Once filed, if the opposing party does not agree that the Application for Commission be granted as a matter of course, a judge in Connecticut will decide whether or not to grant it in accordance with Connecticut’s discovery rules. Assuming that it does get granted in Connecticut, the process does not end there. The witness must then be served with a subpoena in accordance with the laws and procedures of the state in which he or she is to be served, i.e., his or her state of residence. Some states allow a subpoena to be served on the witness, while others require that the subpoena (and sometimes an accompanying motion) be filed in that state’s court prior to being served. It is critical to follow the law of the state in which the witness is to be served so that the witness cannot claim he or she was served improperly.

What Happens Once the Witness is Served?

Once the witness is properly served, that witness can challenge the subpoena in the courts of the state in which he or she is served. At Broder & Orland LLC, we find it important to have local counsel involved when serving an out-of-state witness in order to assist with any litigation that may occur in that state.
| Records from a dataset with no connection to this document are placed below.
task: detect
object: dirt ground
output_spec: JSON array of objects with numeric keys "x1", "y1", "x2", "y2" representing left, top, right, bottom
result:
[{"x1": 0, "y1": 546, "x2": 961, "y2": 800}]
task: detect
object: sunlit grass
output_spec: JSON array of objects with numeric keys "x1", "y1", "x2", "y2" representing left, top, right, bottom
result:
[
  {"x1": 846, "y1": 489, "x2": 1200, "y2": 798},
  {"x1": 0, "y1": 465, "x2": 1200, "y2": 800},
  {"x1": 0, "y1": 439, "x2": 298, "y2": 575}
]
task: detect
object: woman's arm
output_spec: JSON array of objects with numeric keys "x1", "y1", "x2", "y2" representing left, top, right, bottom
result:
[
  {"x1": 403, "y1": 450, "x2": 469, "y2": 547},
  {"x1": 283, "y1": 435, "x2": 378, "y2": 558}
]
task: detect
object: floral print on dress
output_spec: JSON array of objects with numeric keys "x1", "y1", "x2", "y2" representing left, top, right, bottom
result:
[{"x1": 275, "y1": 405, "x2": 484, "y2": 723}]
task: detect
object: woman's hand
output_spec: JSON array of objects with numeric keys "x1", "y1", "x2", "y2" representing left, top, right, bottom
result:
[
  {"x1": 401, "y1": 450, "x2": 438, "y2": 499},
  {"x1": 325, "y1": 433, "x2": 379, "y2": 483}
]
Local counsel can also assist in the event that the witness fails to appear for the deposition and a motion to compel his or her attendance is needed.

After the subpoena is issued and any litigation initiated by the third party witness is complete, the deposition can occur. In some circumstances, counsel may agree to have the deposition take place in Connecticut to save the time and expense of the parties and counsel traveling to the other state for the deposition. If there is no agreement for that to occur, then the deposition must take place out-of-state. That deposition testimony can then be used as part of the Connecticut divorce proceedings. Under Connecticut Practice Book rules, the deposition testimony can also be used in some circumstances in lieu of that witness’ testimony at trial.

At Broder & Orland LLC, we have experience in arguing for (and sometimes against) Applications for Commission to take the depositions of out-of-state witnesses, and we understand the strategic considerations that clients should take into account in deciding when and how to pursue the deposition of an out-of-state witness.